THE FUTURE OF CRYSTAL ENGINEERING IN PHARMACEUTICAL SCIENCE
Where are we going? At this point, we have only just scratched the surface of materials science-driven pharmaceutical product design. In the 21st century, practitioners of pharmaceutical chemistry need to enumerate and exploit the opportunities of crystal form design that nature affords us, and thus gain increasing ability to design the materials we need from the molecules that we seek to convert into pharmaceuticals. Learning will be facilitated by advances in crystallization automation (6,62), microscopy-spectroscopy techniques (Raman and IR microscopy) and new techniques such as terahertz spectroscopy and AFM, along with increasingly sophisticated X-ray diffraction lab instrumentation. In addition, further enhancements in the data mining tools associated with the CSD operating on an ever increasing number of high-quality crystal structures will undoubtedly lead to new knowledge and principles of interaction.
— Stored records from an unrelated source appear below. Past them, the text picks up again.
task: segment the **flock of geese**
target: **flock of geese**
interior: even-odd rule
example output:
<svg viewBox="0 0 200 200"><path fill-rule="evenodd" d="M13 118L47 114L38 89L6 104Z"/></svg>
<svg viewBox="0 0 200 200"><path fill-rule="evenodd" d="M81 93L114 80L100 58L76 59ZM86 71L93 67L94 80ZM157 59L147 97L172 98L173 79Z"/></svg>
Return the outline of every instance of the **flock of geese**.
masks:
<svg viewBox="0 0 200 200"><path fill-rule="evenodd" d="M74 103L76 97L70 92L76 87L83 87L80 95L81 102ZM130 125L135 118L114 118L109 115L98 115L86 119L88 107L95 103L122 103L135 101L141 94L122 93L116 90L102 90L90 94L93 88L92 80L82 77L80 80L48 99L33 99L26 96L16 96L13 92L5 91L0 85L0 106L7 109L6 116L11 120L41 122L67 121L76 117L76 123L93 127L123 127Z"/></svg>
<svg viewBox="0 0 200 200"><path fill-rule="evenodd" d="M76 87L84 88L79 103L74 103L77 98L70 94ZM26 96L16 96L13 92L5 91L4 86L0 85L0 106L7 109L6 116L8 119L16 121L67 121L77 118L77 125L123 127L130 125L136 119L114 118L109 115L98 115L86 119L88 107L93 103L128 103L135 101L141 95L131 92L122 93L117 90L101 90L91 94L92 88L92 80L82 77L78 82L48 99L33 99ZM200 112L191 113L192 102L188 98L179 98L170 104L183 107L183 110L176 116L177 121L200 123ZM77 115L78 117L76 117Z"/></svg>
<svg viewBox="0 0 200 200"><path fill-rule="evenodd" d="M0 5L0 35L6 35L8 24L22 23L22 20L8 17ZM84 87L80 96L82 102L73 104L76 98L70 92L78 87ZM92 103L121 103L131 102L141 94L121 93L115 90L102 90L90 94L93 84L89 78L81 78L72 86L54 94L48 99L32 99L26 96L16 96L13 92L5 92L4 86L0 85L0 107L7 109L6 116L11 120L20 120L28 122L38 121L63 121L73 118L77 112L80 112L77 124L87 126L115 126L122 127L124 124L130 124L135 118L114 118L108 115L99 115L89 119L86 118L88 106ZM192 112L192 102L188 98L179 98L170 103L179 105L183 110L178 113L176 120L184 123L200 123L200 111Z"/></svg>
The challenge placed before pharmaceutical scientists, now and in the future, is the following: (i) to understand the requirement of a particular compound in terms of materials structure and properties, and (ii) to creatively integrate crystal engineering within the limits of pharmaceutical acceptability of components to obtain new forms of active ingredients with desirable properties for formulation and delivery. It should become the collective mantra of medicinal chemists, process engineers and pharmaceutical scientists to “design and make the material we need.” This mantra can form the common aspiration for an industry that is in significant need of innovation and productivity enhancement.
CONCLUSIOns
The rapidly evolving field of pharmaceutical crystal engineering is primed for a prominent position in the development and improvement of pharmaceutical products. Scientists in the pharmaceutical industry need to be attuned to the possibilities that the approach can offer. In the next few decades, this awareness needs to become general across the industry and among the disciplines that contribute to drug development. The expanding role of crystal engineering in pharmaceutical science is waiting to be filled with insights and experience from past work in other areas, stimulated by present challenges in the interest of developing the drugs of the future.